In one weeks time if he says, ok let’s book for a years time, you are going to have to spend a year wondering and a lifetime knowing he had to think about if he wants to settle for you (because that’s what it sounds like).

If he says no don’t do it, your going to have to leave him. There’s no shame in being heartbroken even if you have finished the relationship.

The only thing that would swing this for me would be if within a week he proposed to you and said why wait l have booked it for us, l just wanted to be the one proposing which let’s face it could be the reason there’s a 33% of this.
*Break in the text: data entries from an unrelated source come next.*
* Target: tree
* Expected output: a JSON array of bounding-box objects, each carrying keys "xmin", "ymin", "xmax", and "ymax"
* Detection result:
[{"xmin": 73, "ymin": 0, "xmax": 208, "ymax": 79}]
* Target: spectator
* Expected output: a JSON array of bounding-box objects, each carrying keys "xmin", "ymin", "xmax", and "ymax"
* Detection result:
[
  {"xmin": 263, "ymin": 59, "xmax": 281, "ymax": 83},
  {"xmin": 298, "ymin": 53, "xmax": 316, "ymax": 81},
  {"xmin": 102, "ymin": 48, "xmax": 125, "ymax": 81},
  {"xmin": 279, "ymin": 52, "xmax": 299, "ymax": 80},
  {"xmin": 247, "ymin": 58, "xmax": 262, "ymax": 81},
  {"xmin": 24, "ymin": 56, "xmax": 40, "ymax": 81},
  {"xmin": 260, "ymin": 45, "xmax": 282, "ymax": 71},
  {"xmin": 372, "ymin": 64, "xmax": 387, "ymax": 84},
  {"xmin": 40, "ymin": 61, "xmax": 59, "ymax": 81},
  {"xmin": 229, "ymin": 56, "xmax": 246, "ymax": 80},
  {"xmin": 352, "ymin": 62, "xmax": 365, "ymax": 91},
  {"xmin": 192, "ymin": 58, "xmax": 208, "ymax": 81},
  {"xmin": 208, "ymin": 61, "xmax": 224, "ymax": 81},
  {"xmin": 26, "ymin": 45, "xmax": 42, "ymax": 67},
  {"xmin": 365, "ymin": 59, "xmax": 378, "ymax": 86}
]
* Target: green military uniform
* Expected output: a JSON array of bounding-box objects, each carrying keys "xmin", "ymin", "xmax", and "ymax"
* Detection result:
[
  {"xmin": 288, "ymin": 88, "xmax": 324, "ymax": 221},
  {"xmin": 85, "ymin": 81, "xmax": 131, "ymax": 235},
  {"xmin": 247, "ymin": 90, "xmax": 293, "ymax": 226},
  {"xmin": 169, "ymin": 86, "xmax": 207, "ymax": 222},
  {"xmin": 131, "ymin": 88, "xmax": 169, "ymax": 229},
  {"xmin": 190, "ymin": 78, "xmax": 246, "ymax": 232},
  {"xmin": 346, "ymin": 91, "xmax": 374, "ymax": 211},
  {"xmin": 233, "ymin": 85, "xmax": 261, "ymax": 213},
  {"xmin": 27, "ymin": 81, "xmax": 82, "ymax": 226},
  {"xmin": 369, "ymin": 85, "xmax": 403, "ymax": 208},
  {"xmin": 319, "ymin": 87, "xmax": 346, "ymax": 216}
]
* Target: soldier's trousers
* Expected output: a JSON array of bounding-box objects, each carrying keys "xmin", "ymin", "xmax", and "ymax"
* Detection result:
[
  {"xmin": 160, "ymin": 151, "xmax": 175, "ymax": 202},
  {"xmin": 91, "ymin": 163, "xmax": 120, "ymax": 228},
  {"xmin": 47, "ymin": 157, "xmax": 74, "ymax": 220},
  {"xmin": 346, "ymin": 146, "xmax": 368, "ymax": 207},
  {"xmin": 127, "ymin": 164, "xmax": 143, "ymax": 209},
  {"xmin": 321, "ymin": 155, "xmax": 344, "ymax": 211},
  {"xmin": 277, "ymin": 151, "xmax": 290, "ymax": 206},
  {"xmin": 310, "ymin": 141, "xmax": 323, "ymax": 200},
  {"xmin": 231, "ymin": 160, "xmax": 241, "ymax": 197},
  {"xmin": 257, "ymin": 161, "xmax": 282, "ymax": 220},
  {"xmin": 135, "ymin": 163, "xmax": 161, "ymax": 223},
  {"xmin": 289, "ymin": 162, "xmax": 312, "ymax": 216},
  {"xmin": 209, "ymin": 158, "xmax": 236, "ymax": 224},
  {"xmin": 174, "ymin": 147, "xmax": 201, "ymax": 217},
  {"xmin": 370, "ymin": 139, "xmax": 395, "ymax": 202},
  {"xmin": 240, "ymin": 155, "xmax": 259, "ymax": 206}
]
Bite the bullet tonight and say look l’m not waiting a week, save yourself the anguish of the next week.

Good luck

Obimumkinobi · 10/11/2023 12:53

A proposal/decision to get married doesn't have to be OTT romantic or a big gesture but it does need to be sincere and "right" for both people. Without overthinking it or trying to please anyone else but yourself, does this situation feel right for you?

If the story of your "engagement" was retold in speech at your wedding? Would your friends and family think it was sweet or have a giggle with you, or would they be concerned for your future happiness?

AFieldGuideToTrees · 10/11/2023 12:53

excuseme678 · 10/11/2023 11:46

I can see that he loves and is attached to me, he says he misses me etc. And I know breaking up would really hurt him. I guess I am a people pleaser and always want to put him first.

Actions are what you want, not words.

My ex husband told me he loved me every day. I don't actually now believe he ever did.

So he might be saying all sorts of things, what's he actually doing that shows he loves you and wants to have a long, fulfilling life with you?

AnneLovesGilbert · 10/11/2023 12:54

Mylovelygreendress · 10/11/2023 12:02

Years ago one of my friends had been with a guy for several years and was desperate to get married and have children but he kept saying he wasn’t ready .
When she hit 32 and he was 34 she tried giving him an ultimatum. He then agreed to get engaged the following year . It didn’t happen . At age 35 he still wasn’t ready so she walked away absolutely broken hearted .
Within 18months he was married to someone else ( younger) and expecting a baby . My friend never did get married or have children .

It’s a common tale. I’m so sorry for your friend.